Together, the PWAS and protein co-expression network analysis highlight that CA was associated with i) more oligodendrocyte differentiation, development, and remyelination, ii) less RNA splicing and mRNA processing in neurons and astrocytes, and iii) decreased synaptic signaling, regulation, and plasticity, independently of the 8 other measured pathologies.To validate our findings that CA was associated with increased oligodendrocyte differentiation, development, and re-myelination, we used human brain single-cell RNA sequencing data from non-overlapping ROS/MAP subjects[11] to test whether CA was associated with higher oligodendrocyte abundance. Consistent with our findings, persons with greater CA had greater proportions of oligodendrocytes in the dorsolateral prefrontal cortex after adjusting for sex, age, and the 8 other measured pathologies (p=0.003, N=48, Extended Data Figure 1).
Extended Data Fig. 1
Association between cerebral atherosclerosis and oligodendrocyte abundance
This figure summarizes the association between CA and oligodendrocyte abundance estimated from single-cell nuclear RNA sequencing of human dorsolateral prefrontal cortex in an independent dataset. Higher cerebral atherosclerosis was associated with higher oligodendrocyte abundance in the dorsolateral prefrontal cortex after adjusting for sex, age, and 8 other measured pathologies using linear regression (p=0.003, β=0.077, N=48). For each box plot, the box reflects the first and third quartile, the dark horizontal line reflects the median, the vertical lines extending from the boxes show the 1.5x the interquartile range, and points beyond the lines are outliers.

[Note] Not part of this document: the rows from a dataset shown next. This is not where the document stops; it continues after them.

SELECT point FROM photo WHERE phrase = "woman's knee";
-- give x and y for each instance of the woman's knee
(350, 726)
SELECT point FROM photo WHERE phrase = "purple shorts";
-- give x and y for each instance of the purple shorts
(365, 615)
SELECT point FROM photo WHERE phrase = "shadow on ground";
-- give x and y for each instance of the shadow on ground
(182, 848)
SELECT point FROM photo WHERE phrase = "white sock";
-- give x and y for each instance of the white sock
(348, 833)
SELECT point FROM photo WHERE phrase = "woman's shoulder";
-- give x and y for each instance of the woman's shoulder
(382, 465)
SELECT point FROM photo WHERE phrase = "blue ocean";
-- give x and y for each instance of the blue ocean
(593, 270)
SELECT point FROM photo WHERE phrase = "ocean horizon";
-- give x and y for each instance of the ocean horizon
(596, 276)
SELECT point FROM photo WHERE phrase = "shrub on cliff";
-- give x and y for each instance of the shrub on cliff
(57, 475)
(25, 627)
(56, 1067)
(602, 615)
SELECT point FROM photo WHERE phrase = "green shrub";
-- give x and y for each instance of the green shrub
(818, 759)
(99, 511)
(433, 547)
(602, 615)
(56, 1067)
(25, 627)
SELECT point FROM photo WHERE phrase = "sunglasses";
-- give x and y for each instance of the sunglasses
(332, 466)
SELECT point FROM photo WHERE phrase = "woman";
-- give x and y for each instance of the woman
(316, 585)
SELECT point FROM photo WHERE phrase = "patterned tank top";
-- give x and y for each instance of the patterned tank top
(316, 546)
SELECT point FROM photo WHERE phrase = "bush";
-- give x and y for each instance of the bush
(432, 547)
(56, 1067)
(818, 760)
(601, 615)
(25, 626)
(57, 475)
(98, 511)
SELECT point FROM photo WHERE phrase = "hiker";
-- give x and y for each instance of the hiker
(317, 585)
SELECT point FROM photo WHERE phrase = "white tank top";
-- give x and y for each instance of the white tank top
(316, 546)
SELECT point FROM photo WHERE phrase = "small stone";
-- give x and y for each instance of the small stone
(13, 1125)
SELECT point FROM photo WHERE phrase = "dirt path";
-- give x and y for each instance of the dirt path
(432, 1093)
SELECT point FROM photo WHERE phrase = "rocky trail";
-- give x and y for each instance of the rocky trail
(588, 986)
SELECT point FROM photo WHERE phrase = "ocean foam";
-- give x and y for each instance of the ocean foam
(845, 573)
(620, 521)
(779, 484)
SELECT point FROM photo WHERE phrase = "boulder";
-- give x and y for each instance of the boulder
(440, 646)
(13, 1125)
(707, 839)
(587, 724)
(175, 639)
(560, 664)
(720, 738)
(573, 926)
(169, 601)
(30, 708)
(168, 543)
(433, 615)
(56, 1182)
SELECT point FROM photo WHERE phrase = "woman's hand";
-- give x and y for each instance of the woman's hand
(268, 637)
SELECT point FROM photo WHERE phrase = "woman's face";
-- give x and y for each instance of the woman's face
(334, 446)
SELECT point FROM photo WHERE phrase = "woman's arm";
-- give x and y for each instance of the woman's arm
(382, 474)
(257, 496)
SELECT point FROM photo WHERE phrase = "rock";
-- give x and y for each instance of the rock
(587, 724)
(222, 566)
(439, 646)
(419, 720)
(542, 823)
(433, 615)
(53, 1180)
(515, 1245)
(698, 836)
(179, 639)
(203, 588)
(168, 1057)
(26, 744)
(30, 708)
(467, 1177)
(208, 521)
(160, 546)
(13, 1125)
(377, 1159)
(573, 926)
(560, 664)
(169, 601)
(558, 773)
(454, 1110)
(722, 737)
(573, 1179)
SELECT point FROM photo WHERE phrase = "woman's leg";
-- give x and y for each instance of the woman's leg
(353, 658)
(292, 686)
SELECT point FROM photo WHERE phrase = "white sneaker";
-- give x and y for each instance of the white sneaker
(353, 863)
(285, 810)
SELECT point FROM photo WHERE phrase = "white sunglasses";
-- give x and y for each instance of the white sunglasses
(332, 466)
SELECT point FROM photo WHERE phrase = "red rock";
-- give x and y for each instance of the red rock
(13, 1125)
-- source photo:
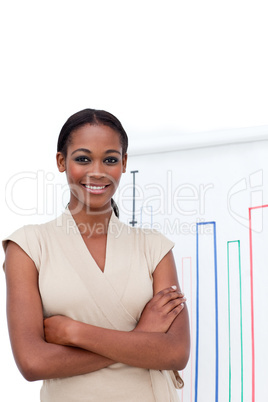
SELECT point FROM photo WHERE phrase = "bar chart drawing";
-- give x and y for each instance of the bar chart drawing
(199, 310)
(234, 261)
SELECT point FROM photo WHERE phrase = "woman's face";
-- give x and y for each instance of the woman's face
(93, 166)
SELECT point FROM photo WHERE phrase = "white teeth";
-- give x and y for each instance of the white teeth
(94, 187)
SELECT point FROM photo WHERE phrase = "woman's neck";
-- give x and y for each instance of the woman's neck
(91, 222)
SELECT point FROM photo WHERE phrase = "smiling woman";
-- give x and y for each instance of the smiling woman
(94, 307)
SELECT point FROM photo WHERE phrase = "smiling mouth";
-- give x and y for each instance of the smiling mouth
(94, 187)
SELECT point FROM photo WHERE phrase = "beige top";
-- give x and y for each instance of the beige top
(72, 284)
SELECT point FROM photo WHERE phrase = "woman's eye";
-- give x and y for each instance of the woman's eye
(82, 159)
(111, 160)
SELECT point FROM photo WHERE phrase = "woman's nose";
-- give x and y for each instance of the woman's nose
(96, 170)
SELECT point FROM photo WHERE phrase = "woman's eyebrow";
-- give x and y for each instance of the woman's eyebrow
(81, 150)
(109, 151)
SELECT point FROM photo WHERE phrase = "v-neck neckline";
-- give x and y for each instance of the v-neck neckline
(84, 247)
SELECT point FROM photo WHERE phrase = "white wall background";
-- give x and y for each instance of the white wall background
(214, 183)
(173, 68)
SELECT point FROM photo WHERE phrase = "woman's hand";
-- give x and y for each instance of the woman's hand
(160, 312)
(57, 329)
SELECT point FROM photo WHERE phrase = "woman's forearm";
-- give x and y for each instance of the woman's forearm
(56, 361)
(160, 351)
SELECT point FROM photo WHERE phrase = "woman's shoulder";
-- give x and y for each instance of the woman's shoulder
(30, 233)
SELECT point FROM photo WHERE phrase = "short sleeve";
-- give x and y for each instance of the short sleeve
(156, 247)
(27, 238)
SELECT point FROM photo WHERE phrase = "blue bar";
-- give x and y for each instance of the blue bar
(216, 311)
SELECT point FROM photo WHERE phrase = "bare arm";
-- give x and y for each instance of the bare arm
(156, 350)
(36, 358)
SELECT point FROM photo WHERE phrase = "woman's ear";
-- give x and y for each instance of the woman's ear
(124, 162)
(60, 162)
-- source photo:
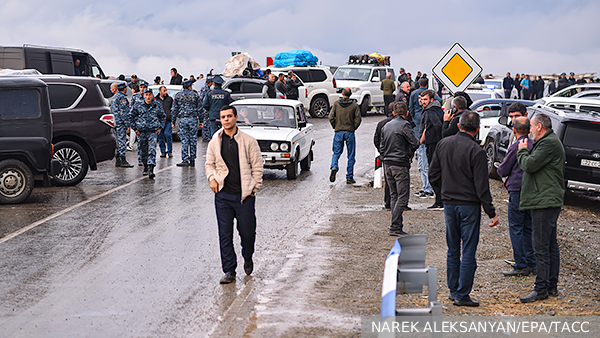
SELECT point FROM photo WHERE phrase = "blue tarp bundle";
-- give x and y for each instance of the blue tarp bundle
(296, 57)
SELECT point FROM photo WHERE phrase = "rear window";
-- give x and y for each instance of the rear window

To replicate the proteomic findings for CA, we examined the 114 CA-associated proteins in a replication dataset (BLSA cohort). We performed a targeted replication due to sample size difference between the datasets (391 versus 47) and technical differences in proteomic profiling (i.e., trypsin versus LysC) leading to 51% of the discovery dataset proteins being quantified in both datasets (4254 of 8356 proteins). All analyses in the replication dataset were adjusted for β-amyloid, tangles, gross infarcts, microinfarcts, CAA, sex, age at death, and cell type composition in the same fashion as was done for the discovery dataset. Of the 114 CA-associated proteins, 79 proteins were measured in the replication dataset. Of these 79 proteins, 42% (33 / 79) were replicated at adjusted p<0.05 (Supplementary Table 9).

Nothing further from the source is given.